Sonic-Chain Antar Mahasiswa JTI Polije Raih Prestasi Internasional di FertInnovation Challenge 2025

Jakarta Pusat, 04 Februari 2026 – Mahasiswa Jurusan Teknologi Informasi Politeknik Negeri Jember kembali menorehkan prestasi di tingkat internasional melalui ajang FertInnovation Challenge 2025. Dalam kompetisi bergengsi yang diselenggarakan oleh Pupuk Indonesia bekerja sama dengan Indonesia Agrichemical Research Institute (IARI) ini, tim menghadirkan sebuah inovasi bertajuk  Sonic-Chain: AI-Driven Yield Forecasting and Fertilizer Supply Chain Optimization via Ultrasonic Plant Bioacoustics.

Sonic-Chain merupakan solusi berbasis Artificial Intelligence (AI) yang memanfaatkan bioakustik ultrasonik tanaman untuk memprediksi hasil panen sekaligus mengoptimalkan rantai pasok pupuk. Dengan pendekatan ini, kebutuhan pupuk dapat dipetakan secara lebih presisi berdasarkan kondisi biologis tanaman secara real-time, sehingga distribusi pupuk menjadi lebih efisien, tepat sasaran, dan berkelanjutan.

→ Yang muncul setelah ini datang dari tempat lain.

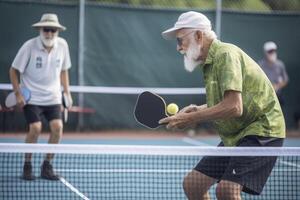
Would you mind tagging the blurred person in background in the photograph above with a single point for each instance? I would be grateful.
(274, 69)
(41, 65)
(241, 102)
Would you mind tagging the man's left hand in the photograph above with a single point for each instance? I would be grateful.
(179, 121)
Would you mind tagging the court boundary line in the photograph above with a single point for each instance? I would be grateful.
(198, 143)
(127, 90)
(194, 142)
(73, 189)
(139, 170)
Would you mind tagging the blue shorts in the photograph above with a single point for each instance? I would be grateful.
(251, 172)
(34, 113)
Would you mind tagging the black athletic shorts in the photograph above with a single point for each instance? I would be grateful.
(250, 172)
(34, 113)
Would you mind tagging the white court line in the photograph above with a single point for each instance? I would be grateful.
(198, 143)
(124, 170)
(72, 188)
(194, 142)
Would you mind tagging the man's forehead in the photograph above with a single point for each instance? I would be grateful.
(181, 32)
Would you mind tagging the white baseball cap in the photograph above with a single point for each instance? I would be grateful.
(189, 19)
(49, 20)
(268, 46)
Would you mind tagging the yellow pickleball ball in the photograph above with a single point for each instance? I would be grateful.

Inovasi ini selaras dengan bidang lomba AI-Driven Agri Supply Chain, yang menekankan pemanfaatan teknologi cerdas dalam sektor pertanian.


Kompetisi ini berlangsung mulai dari tahap pendaftaran pada 6 Oktober hingga 20 November 2025, dilanjutkan dengan screening per kategori, seleksi Top 20, hingga Top 3 Best Innovation, sebelum akhirnya mencapai tahap Final Pitching & Awarding pada Desember 2025. Melalui proses seleksi yang ketat, Sonic-Chain berhasil menarik perhatian dewan juri dengan pendekatan teknologinya yang unik dan aplikatif.

Tim Sonic-Chain terdiri dari mahasiswa lintas program dan institusi, yaitu Azrieal Akbar Zackiansyah (Manajemen Informatika)Ahmad Bayu Putra Dewantara (Teknik Komputer), serta Park Hyerim dari Kyungpook National University, Korea Selatan. Di bawah bimbingan Bapak Muhammad Hafidh Firmansyah, S.Tr.Kom., M.Sc., kolaborasi ini menjadi bukti bahwa kerja sama multidisipliner dan internasional mampu melahirkan solusi inovatif di bidang pertanian.


Salah satu anggota tim, Azrieal Akbar Zackiansyah, menyampaikan :

Alhamdulillah luar biasa senang dan bersyukur bisa mendapatkan Best Innovation untuk kompetisi ini. Jujur, prosesnya sangat menantang, terutama saat harus meyakinkan juri tentang teknologi bioakustik yang masih baru ini dalam waktu sangat sempit. Apalagi tim kita juga lintas negara jadi gabisa berdikusi langsung secara face to face. Tapi hasil ini membuktikan bahwa kerja keras dan riset mendalam kamu tidak pernah mengkhianati hasil. Harapan ke depan cuma satu yaitu kami ingin ide ini segera direalisasikan, agar dapat mewujudkan food sufficiency dan kemajuan pertanian Indonesia.

Selaku dosen pembimbing, Muhammad Hafidh Firmansyah turut menyampaikan :

“Ahamdulillah, mudah - mudahan menjadi inspirasi bagi rekan mahasiswa yang lain, kegiatan akademik tidak hanya bisa dilaksanakan di ruangan kelas saja, tetapi melalui event - event lomba seperti ini, dimana skill kita diuji secara langsung oleh khalayak umum, semoga dengan bertambahnya juara ini bisa membantu mengharumkan nama JTI dan Polije”

Penghargaan atas capaian ini secara resmi diterima pada 4 Februari 2026, sekaligus menjadi motivasi bagi mahasiswa dan mahasiswi Politeknik Negeri Jember untuk terus berkontribusi melalui riset dan inovasi teknologi. Prestasi ini diharapkan dapat menjadi langkah awal menuju penerapan nyata Sonic-Chain dalam mendukung transformasi pertanian cerdas dan berkelanjutan di masa depan.